By Elizabeth Howcroft
LONDON (Reuters) -The platform which sold an NFT of Jack Dorsey’s first tweet for $2.9 million has halted most transactions because people were selling tokens of content that did not belong to them, its founder said, calling this a “fundamental problem” in the fast-growing digital assets market.
Sales of NFTs, or non-fungible tokens, soared to around $25 billion in 2021 leaving many baffled as to why so much money is being spent on items that do not physically exist and which anyone can view online for free.
NFTs are crypto assets that record the ownership of a digital file such as an image, video or text. Anyone can create, or “mint”, an NFT, and ownership of the token does not usually confer ownership of the underlying item.
Reports of scams, counterfeits and “wash trading” https://www.reuters.com/technology/unreal-demand-irregular-sales-worth-billions-fire-up-wild-nft-market-2022-02-07 have become commonplace.
The U.S.-based Cent executed one of the first known million-dollar NFT sales when it sold the former Twitter CEO’s tweet as an NFT last March. But as of Feb. 6, it has stopped allowing buying and selling, CEO and co-founder Cameron Hejazi told Reuters.
“There’s a spectrum of activity that is happening that basically shouldn’t be happening – like, legally” Hejazi said.
While the Cent marketplace “beta.cent.co” has paused NFT sales, the part specifically for selling NFTs of tweets, which is called “Valuables”, is still active.
Hejazi highlighted three main problems: people selling unauthorised copies of other NFTs, people making NFTs of content which does not belong to them, and people selling sets of NFTs which resemble a security.
He said these issues were “rampant”, with users “minting and minting and minting counterfeit digital assets”.
“It kept happening. We would ban offending accounts but it was like we’re playing a game of whack-a-mole… Every time we would ban one, another one would come up, or three more would come up.”
“MONEY CHASING MONEY”
Such problems may come into greater focus as major brands join the rush towards the so-called “metaverse”, or Web3 Coca-Cola and luxury brand Gucci are among companies to have sold NFTs, while YouTube said it will explore NFT features.
While Cent, with 150,000 users and revenue “in the millions”, is a relatively small NFT platform, Hejazi said the issue of fake and illegal content exists across the industry.

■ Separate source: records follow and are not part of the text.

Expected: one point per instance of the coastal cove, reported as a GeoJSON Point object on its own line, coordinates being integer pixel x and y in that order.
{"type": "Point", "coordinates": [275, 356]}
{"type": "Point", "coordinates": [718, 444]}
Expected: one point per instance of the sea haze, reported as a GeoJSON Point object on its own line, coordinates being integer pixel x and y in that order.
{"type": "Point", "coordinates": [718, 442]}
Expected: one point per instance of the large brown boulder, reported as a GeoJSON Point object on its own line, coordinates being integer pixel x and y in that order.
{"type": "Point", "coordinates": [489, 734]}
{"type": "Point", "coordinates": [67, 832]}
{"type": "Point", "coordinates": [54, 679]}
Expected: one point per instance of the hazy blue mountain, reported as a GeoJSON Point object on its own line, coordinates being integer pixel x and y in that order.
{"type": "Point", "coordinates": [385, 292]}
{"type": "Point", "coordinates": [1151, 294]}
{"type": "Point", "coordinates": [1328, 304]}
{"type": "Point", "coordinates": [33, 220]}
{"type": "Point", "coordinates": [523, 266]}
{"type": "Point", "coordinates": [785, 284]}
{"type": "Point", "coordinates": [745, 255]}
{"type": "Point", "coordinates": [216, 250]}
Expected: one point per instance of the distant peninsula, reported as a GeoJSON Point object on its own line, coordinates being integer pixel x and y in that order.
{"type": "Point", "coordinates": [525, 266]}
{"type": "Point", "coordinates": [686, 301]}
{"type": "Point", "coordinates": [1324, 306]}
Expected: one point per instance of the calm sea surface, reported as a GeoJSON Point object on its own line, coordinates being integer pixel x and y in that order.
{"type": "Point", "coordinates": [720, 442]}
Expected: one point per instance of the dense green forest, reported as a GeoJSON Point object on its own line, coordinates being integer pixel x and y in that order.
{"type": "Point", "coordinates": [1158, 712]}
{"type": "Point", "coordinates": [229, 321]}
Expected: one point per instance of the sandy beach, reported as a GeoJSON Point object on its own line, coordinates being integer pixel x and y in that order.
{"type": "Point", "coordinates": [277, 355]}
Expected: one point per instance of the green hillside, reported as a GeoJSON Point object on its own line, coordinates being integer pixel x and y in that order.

“I think this is a pretty fundamental problem with Web3,” he said.
The biggest NFT marketplace, OpenSea, valued at $13.3 billion after its latest round of venture funding, said last month more than 80% of the NFTs minted for free on its platform were “plagiarized works, fake collections and spam”.
OpenSea tried limiting the number of NFTs a user could mint for free, but then reversed this decision following a backlash from users, the company said in a Twitter thread, adding that it was “working through a number of solutions” to deter “bad actors” while supporting creators.
“It is against our policy to sell NFTs using plagiarized content,” an OpenSea spokesperson said.
“We are working around the clock to ship products, add features, and refine our processes to meet the moment.”
To many NFT-enthusiasts, the decentralised nature of blockchain technology is appealing, allowing users to create and trade digital assets without a central authority controlling the activity.
But Hejazi said his company was keen on protecting content-creators, and may introduce centralised controls as a short-term measure in order to re-open the marketplace, before exploring decentralised solutions.
It was after the Dorsey NFT sale that Cent started to get a sense of what was going on in NFT markets.
“We realized that a lot of it is just money chasing money.”